I had tried out the OR Superlayer last year and two things I didn’t like about that jacket were improved in the Uberlayer: 1) it has a hood (duh!), and 2) it’s lighter weight, which means it offers a better balance between breathability and warmth. The Polartec Alpha Active insulation does a good job dumping heat, and I was indeed impressed with how well the technology worked. On cold days, I could leave it on while skinning at a moderate pace, and then there was no need to put on a jacket for the descent.
It’s amazing what a small thing that is, but how much of an impact it had. Out on ski missions, when I got to the top, it was one less thing I needed to do before heading down. The time difference itself might not have been all that tangible, but it felt like I was cheating going straight from touring to ski mode without putting something on or taking it off.
I’ve mostly skied in this jacket, but I’ve also taken it up a few ice climbs as well. It has great range of motion, and the sleeves stayed put thanks to the elastic cuffs. It wasn’t warm enough that I didn’t need to throw on a belay parka while cragging, but doing a longer climb where you were moving fast would probably be a different story. It has two interior stash pockets, crucial for warming up gloves, skins, rock shoes, anything-that-needs-heating-up. The hood doesn’t fit over a ski helmet, though it does fit over a climbing helmet. And I’m really glad they put a two-way zipper on this, making it easier to use a belay device, check your harness, etc.
My only complaint at this point is that after a dozen or so uses, it started to get pretty stinky. I imagine that’s because it’s transporting a lot more moisture through the fabric than other jackets, but it took me by surprise. The first couple weeks I had it, I also used it as a going-out-on-the-town jacket, but it quickly became a little too pungent for social use. A quick run through the washing machine took care of the problem, but I had to wash it twice this winter, which isn’t something I typically have to do with other jackets.

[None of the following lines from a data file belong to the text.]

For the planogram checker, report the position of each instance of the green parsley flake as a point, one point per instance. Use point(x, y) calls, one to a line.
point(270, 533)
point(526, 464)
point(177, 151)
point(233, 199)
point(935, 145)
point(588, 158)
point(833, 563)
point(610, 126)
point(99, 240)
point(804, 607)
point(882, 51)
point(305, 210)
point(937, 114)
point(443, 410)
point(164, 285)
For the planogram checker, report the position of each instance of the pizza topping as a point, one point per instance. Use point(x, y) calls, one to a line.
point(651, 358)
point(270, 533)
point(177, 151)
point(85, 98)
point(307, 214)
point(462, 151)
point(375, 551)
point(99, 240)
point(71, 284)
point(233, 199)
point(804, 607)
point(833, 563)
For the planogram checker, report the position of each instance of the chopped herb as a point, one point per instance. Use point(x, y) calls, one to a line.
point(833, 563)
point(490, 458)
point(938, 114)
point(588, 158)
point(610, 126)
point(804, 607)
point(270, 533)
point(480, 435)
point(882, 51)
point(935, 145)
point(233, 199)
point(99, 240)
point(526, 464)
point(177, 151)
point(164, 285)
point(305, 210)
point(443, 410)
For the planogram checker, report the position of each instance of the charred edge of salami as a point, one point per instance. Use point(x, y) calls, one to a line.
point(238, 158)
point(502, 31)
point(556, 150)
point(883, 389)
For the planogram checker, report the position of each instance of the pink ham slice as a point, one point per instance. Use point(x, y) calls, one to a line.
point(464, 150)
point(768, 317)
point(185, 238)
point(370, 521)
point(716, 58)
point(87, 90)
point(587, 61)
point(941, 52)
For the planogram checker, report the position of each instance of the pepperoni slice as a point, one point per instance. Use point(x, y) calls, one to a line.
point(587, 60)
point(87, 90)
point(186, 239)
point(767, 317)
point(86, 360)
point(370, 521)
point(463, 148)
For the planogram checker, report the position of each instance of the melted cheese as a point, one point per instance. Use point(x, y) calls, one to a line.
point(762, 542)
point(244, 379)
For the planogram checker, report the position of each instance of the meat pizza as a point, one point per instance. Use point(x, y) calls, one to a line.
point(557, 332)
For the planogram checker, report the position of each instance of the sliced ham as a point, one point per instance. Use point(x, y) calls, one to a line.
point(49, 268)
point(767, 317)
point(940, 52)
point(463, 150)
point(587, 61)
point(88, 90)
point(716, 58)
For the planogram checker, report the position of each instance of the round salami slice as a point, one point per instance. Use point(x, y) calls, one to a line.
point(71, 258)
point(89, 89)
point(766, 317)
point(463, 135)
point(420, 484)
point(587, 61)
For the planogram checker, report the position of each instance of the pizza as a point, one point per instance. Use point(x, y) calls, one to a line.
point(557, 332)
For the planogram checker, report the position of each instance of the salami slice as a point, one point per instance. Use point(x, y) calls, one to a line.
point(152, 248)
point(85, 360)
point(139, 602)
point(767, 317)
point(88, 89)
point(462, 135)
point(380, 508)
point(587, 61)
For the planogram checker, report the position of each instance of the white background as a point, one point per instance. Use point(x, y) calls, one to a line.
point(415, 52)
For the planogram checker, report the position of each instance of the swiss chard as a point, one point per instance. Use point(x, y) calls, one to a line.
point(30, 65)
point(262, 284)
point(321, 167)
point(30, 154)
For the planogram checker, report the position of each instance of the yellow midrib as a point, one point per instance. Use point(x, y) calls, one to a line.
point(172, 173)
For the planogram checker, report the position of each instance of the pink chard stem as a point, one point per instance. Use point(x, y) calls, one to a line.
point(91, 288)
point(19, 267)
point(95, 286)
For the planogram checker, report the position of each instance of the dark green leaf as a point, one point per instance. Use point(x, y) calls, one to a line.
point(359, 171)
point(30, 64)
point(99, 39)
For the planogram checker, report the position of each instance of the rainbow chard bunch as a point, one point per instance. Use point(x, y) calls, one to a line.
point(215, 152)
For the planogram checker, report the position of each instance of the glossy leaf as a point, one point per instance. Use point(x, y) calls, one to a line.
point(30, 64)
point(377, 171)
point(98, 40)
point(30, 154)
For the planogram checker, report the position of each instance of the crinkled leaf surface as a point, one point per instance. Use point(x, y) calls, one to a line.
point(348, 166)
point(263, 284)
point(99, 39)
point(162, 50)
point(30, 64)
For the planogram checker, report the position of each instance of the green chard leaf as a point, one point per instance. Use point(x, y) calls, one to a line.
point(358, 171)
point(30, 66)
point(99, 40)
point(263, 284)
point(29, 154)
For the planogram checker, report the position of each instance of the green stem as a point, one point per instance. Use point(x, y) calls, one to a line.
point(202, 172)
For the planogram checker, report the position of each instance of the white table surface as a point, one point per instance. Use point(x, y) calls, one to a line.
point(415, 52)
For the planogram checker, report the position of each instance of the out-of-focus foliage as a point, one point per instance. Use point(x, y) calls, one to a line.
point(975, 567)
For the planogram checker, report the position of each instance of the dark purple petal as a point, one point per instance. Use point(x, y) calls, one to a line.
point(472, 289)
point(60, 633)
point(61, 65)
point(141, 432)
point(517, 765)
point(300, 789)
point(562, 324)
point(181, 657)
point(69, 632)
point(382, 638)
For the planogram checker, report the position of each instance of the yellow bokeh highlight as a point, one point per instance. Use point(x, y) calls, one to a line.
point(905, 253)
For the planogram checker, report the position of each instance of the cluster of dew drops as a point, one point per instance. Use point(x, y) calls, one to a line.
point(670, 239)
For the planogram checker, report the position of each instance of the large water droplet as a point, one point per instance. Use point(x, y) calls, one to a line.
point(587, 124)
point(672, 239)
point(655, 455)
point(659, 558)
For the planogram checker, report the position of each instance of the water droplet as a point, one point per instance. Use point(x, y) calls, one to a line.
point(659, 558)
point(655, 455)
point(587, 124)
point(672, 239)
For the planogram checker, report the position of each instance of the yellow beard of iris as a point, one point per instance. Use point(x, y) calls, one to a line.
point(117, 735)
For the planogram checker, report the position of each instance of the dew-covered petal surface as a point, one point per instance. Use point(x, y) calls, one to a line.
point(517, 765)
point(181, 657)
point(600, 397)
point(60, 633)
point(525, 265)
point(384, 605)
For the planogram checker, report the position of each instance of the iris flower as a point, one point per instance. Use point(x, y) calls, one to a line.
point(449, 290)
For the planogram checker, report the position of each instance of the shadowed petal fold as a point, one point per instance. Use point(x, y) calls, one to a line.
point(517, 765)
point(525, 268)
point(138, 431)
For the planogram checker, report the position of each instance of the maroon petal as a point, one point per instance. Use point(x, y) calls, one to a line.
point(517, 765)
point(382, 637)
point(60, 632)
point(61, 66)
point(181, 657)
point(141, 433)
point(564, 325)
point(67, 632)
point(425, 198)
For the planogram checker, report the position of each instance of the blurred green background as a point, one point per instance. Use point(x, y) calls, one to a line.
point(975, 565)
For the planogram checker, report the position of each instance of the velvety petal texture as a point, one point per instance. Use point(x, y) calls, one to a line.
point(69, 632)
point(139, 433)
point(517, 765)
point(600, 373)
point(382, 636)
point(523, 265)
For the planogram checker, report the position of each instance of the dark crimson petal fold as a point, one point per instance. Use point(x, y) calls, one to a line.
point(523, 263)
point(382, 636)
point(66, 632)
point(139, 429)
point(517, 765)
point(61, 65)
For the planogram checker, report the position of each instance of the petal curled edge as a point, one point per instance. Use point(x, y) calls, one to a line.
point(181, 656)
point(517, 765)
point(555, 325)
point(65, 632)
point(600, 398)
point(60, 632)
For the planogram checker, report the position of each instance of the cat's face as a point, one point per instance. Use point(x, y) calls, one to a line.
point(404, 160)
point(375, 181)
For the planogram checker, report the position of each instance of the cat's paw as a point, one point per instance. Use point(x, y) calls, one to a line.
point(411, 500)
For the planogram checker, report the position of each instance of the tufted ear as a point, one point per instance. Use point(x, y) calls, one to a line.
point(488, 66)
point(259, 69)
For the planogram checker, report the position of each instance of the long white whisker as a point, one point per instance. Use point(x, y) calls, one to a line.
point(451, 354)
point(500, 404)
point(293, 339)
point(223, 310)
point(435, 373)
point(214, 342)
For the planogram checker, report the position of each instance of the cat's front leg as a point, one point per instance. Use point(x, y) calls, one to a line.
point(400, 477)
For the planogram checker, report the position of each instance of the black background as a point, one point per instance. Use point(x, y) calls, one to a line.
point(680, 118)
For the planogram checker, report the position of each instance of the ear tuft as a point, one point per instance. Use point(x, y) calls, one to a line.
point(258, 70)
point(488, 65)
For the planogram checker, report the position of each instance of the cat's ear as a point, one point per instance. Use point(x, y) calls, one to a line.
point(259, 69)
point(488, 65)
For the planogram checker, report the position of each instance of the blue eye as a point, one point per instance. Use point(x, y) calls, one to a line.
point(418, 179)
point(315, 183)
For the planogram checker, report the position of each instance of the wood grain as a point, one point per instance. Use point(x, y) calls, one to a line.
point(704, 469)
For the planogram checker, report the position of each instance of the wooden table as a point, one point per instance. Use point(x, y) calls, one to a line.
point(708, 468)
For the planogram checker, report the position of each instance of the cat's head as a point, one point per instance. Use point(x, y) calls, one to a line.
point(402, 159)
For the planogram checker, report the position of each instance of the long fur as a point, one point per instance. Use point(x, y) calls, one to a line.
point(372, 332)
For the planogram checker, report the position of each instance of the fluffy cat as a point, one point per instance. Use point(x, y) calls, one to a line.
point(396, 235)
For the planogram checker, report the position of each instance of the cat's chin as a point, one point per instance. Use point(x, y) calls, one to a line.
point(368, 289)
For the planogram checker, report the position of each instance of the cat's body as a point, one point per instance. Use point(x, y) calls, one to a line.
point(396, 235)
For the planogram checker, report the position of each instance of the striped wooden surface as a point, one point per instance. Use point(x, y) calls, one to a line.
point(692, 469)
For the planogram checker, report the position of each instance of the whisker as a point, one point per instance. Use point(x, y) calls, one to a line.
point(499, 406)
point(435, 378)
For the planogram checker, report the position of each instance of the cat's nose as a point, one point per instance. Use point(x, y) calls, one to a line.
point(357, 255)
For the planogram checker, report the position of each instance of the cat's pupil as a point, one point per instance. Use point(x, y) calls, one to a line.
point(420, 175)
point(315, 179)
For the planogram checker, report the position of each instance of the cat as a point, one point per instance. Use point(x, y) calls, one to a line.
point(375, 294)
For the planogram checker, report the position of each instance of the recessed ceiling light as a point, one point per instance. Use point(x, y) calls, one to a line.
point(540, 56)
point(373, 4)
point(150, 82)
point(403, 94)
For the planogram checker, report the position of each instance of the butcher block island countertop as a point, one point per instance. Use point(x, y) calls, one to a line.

Overall I’m impressed with this piece and would recommend it to anyone who is curious about breathable insulation and hasn’t yet jumped on the bandwagon. It’s a nice weight for most conditions in cold and dry climates, and versatile enough for a wide range of activities.
Fit: I’m generally in between a medium and large. I’m a medium build in the chest, but large in the arms. I got this in a large, and it doesn’t feel overly bulky, with a good trim cut.
Retail: $299
Fabric: Nylon Stretch Woven Shell / Polartec Alpha Insulation
Weight: 20.5 oz (L)
Ideal use: Backcountry skiing, ice climbing, alpinism
More info available on the Outdoor Research site.
Disclaimer: Wait! Before you go handing over your credit card number, ask yourself, do you really need to buy more new stuff? If so, this product is worth a look. In the spirit of full disclosure, it was provided to for the purpose of reviewing. Don’t worry, though, our integrity can’t be bought!